Thanks,’ McKenna replied, then asked, ‘what are you doing?’


Calculating the actual distance from the school to where Sukie went into the Strait.’ She stood back a little from the plan. ‘It’s not as far as it seems. Like with the drive,’ she added. ‘In a straight line, it’s barely five hundred yards from the front gate to the main school, yet it
feels
like miles. Everything gets distorted because of the way all the tracks twist and turn through the trees.’ Pointing from pin to pin, she defined the extent of Sukie’s final journey. ‘Give or take a few, it’s two hundred and ten yards from the school to the stables, then just another hundred and twenty through the woods to here.’ Her slightly stubby finger with its prettily manicured nail came to rest on the waterline below the place where Britannia Bridge sprang out across the Strait.

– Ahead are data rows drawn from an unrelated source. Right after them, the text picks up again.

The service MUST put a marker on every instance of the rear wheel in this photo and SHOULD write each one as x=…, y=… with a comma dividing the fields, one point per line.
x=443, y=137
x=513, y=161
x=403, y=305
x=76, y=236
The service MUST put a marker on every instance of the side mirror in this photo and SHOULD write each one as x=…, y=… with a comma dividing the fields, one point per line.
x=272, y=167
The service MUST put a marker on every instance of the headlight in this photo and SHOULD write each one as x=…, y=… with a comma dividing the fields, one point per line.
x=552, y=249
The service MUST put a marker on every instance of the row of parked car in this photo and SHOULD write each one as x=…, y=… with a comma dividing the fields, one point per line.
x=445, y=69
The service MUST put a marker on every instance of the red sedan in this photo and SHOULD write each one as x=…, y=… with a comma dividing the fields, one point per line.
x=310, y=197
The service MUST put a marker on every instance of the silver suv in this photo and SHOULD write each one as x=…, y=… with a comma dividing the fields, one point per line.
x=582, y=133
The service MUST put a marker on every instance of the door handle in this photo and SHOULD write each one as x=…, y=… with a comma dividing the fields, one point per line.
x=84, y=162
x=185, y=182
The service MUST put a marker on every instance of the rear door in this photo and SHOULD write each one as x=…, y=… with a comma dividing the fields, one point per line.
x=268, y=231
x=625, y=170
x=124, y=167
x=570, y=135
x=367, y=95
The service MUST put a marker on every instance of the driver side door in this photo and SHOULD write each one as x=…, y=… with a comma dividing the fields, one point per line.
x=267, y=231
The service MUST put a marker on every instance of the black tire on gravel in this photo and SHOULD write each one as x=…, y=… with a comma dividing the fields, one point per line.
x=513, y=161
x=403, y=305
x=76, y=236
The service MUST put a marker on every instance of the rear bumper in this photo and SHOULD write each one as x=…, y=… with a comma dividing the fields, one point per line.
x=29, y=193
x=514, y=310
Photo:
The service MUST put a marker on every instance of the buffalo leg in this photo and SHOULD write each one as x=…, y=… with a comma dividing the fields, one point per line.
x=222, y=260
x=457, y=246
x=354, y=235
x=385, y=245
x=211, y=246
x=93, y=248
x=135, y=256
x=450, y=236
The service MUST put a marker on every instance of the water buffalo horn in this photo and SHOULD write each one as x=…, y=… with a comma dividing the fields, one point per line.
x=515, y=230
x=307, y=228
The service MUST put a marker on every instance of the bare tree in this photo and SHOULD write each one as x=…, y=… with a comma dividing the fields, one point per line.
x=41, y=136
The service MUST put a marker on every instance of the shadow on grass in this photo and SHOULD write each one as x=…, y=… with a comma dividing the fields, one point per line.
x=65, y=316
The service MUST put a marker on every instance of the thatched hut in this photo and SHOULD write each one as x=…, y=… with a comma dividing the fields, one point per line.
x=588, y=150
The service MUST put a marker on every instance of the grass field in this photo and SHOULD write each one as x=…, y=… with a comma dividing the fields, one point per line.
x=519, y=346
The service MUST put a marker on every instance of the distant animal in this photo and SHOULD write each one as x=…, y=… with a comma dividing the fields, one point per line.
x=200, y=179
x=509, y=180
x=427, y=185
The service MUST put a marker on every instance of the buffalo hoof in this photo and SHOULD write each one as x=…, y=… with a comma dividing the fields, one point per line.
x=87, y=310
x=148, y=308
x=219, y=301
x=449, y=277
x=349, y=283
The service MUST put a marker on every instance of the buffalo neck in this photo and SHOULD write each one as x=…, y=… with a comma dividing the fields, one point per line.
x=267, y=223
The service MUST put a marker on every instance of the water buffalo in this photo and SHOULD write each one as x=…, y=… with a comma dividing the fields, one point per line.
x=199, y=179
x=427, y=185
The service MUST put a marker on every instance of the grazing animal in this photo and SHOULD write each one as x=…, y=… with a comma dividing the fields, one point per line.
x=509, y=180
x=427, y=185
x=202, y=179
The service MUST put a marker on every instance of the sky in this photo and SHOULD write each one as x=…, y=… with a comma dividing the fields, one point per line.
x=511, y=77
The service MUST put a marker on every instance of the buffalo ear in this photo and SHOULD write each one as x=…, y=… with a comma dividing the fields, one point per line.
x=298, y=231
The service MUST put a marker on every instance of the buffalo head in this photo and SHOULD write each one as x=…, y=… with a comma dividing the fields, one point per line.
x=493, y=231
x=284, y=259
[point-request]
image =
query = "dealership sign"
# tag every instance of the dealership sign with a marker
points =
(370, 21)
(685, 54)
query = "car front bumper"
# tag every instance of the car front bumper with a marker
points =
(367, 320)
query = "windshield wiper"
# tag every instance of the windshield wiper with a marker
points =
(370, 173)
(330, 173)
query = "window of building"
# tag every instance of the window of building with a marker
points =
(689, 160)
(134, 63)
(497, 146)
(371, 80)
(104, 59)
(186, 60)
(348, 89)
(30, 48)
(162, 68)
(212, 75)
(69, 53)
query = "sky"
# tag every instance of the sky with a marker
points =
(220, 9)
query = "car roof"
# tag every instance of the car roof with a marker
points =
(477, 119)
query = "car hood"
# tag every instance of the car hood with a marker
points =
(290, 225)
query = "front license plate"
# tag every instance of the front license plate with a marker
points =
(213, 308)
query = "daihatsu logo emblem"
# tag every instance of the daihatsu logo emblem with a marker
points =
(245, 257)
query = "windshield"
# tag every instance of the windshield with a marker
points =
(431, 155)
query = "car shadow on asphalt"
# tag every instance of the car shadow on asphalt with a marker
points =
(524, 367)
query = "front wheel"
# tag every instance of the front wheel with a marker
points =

Why did she go into the stables, I wonder?’ McKenna said, half to himself.

Nona
shrugged. ‘Maybe someone had left some tack lying about and she went to put it away. It’s expensive stuff, especially saddles. Then again,’ she mused, ‘she might have been getting a titbit for her horse. There are bags of apples and pony nuts in there.’ She glanced at him. ‘I had a good look around when we arrived. Inspector Tuttle said we needed to get the lie of the land as soon as possible.’

Looking
from one plan to another, McKenna thought Jack’s advice had been sound. The layout of the whole site had been superimposed on to an Ordnance Survey map, each building drawn to scale. The main school sat at the centre of Freya’s small realm, flanked to the west by the teaching blocks, sports hall and playing fields, and to the east by staff flats and the riding arena. The stables lay south-west, he reckoned, off the track leading to the sports hall, and beyond stables and pasture were a swimming pool and open-air tennis courts. That great swath of woodland also contained a chapel, workshops, greenhouses, electricity sub-station, and two individual houses, with the name ‘Scott’ written beside one and ‘Knight/Bebb’ beside the other. A little way upstream from where Sukie had gone into the water was a boathouse.